This special issue deals with Extreme environments and biotic responses during the Neoproterozoic-Phanerozoic transition and comprises 23 papers. In this preface, we summarise the major findings and place them in a wider context. Some key discoveries are as follows: (1) After the Marinoan global glaciation (end-Cryogenian), a rise in seawater carbon isotopic composition of dissolved inorganic carbon (δ¹³C_DIC), together with various biomarkers, indicate an increase in marine primary productivity, and imply a postglacial increase in atmospheric O₂ level by 3.813.4% of present atmospheric levels. (2) The earliest Cambrian sulfidic ocean was characterized by widespread but low levels of microbial sulfate reduction (MSR) in seawater with active microbial iron reduction in sediment porewaters; this state differs from present day sulfidic water masses, such as those in the Black Sea, which show predominantly MSR in the sediment. Multiple geochemical proxies demonstrate that a dynamic ‘euxinic wedge’ may have existed at mid-water depths, and its expansion/contraction controlled redox variations during the early Cambrian. (3) Studies of Hg concentration and isotope analyses shed new light on the Late Ordovician mass extinction event, and reveal that volatile volcanism probably acted as a trigger for several catastrophes, involving climate change, ocean acidification, and anoxia. (4) Other findings show that primitive foraminiferans may have occurred already prior to the Cambrian Explosion, brachiopod-dominated shell beds were already present in the early Cambrian, and reef-builders diversified during the Middle Ordovician, altering our understanding of Cambrian-Ordovician evolution. The papers in this special issue therefore improve knowledge of the Neoproterozoic-Phanerozoic transition and will be of interest to a broad readership of palaeontologists and earth system scientists.

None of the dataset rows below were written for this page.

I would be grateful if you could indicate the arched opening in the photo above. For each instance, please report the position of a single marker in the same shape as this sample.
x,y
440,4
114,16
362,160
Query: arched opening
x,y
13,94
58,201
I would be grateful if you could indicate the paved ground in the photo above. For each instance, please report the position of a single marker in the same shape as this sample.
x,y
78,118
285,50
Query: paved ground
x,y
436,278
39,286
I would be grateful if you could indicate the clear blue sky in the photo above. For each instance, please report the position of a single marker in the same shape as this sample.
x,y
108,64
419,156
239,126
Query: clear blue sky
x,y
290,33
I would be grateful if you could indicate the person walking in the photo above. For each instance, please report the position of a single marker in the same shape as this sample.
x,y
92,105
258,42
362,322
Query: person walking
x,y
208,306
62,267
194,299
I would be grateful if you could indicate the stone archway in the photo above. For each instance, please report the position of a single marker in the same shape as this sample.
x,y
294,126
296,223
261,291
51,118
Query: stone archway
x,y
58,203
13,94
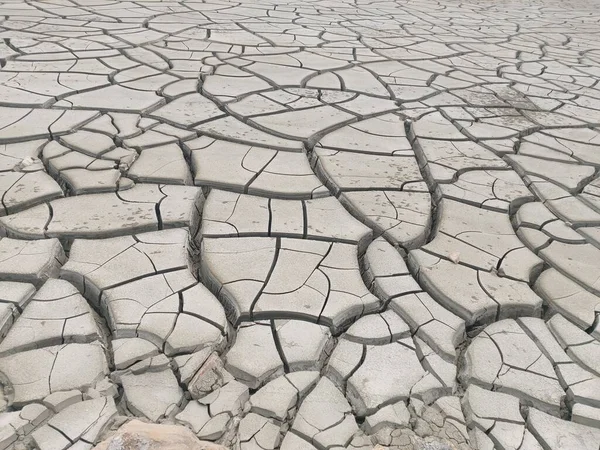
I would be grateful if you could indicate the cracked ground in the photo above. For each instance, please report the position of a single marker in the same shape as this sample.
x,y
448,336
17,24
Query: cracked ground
x,y
301,225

本期特刊涉及新元古代-显生宙过渡期间的极端环境和生物反应，共包含 23 篇论文。在本序言中，我们总结了主要发现并将其置于更广泛的背景中。一些主要发现如下： (1) 在马里诺全球冰川期（低温纪末）之后，溶解无机碳（δ ¹³ C _DIC）的海水碳同位素组成上升，连同各种生物标志物，表明海洋原生生产力，并意味着冰期后大气中的 O ₂水平增加了 3.8目前大气水平的 13.4%。(2) 最早的寒武纪硫化海的特点是海水中微生物硫酸盐还原（MSR）广泛但水平低，沉积物孔隙水中微生物铁还原活跃；这种状态不同于当今的硫化水团，例如黑海中的那些，后者在沉积物中主要表现出 MSR。多个地球化学代理表明，在中水深度可能存在一个动态的“euxinic楔”，并且它的膨胀/收缩控制了早寒武世期间的氧化还原变化。(3) 汞浓度研究和同位素分析为晚奥陶世大灭绝事件提供了新的线索，并揭示了挥发性火山活动可能引发了包括气候变化、海洋酸化和缺氧在内的几场灾难。(4) 其他研究表明，原始有孔虫可能在寒武纪大爆发之前就已经出现，早寒武世已经存在以腕足类动物为主的壳层，中奥陶世造礁者多样化，改变了我们对寒武纪-奥陶纪演化的认识. 因此，本期特刊中的论文提高了对新元古代-显生宙过渡的认识，并将引起古生物学家和地球系统科学家的广大读者的兴趣。